Flex pricing won’t do pubs any favors, he insists. “Everyone hates being charged more for things like flights on school holiday time or concerts,” he says. “I don’t want going to the pub to feel like an event, I want it to be something people do with their mates all the time.” 

Unhappy Hour

Ball is currently in Bristol to attend the MA Leaders Club conference, an event focused on people in the pub trade. There, Stonegate’s surge pricing initiative has dominated conversation. The move has been dubbed “unhappy hour” by operators at the conference, who agree that it won’t bring the publicity they want when customers’ budgets are already squeezed. 

The price hikes, first reported by the Telegraph, will result in the cost of pints increasing by 20 pence (25¢), for example, on weekends at Stonegate Central London venues. Although that’s not a large amount, it adds up, especially amid rising beer prices. The average cost of a pint of lager in a UK pub is now £4.58, according to data from the Office of National Statistics.

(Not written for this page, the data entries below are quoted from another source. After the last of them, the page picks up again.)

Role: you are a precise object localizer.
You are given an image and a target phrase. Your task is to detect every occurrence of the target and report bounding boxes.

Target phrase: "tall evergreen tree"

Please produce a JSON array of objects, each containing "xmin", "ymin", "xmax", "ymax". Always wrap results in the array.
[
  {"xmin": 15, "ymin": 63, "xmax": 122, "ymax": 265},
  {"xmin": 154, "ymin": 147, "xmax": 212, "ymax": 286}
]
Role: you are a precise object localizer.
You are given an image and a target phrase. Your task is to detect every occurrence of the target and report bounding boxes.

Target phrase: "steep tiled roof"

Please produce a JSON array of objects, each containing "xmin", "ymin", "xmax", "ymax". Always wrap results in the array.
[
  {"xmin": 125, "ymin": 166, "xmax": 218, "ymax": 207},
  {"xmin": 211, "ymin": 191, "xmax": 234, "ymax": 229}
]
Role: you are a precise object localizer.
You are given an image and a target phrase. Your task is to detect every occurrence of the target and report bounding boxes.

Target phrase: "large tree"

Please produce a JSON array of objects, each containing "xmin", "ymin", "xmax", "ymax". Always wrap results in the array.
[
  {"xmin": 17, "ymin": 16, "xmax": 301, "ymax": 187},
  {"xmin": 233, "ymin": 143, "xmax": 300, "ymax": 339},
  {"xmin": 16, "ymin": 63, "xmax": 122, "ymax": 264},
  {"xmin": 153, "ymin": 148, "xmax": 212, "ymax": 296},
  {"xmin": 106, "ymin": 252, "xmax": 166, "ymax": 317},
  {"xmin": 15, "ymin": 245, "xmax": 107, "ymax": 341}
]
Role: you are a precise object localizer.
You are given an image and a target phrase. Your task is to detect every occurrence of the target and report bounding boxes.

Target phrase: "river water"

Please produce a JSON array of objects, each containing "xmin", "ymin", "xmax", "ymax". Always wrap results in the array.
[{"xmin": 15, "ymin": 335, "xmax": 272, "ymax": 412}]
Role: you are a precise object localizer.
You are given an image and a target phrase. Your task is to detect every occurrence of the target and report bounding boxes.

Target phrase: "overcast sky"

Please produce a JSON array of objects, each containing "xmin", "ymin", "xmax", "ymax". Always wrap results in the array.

In 2019, a pint cost £3.70. Stories of £8 pints regularly incite grumbling on social media. 

Surge pricing is not new to Stonegate. Its pubs have hiked the price of pours by much as £1 during major events such as the FIFA World Cup in 2022. A spokesperson for Stonegate said in a release that “on occasions pricing may marginally increase in selective pubs and bars due to the increased cost demands on the business with additional staffing or licensing requirements such as additional door team members.” The spokesperson also flagged such cost-saving promotions as happy hours and 2-for-1 cocktails. 

The UK’S pub industry has struggled in recent years. The number of pubs around the country has dropped by a quarter since 2000, according to data from the British Beer and Pub Association. Following the Covid-19 pandemic, rising costs for energy and raw materials such as cooking oils have hurt, along with problems in hiring and retaining staff. “Gone are the days where everyone thinks publicans are rolling in cash. People just aren’t going out as much anymore,” says Ball.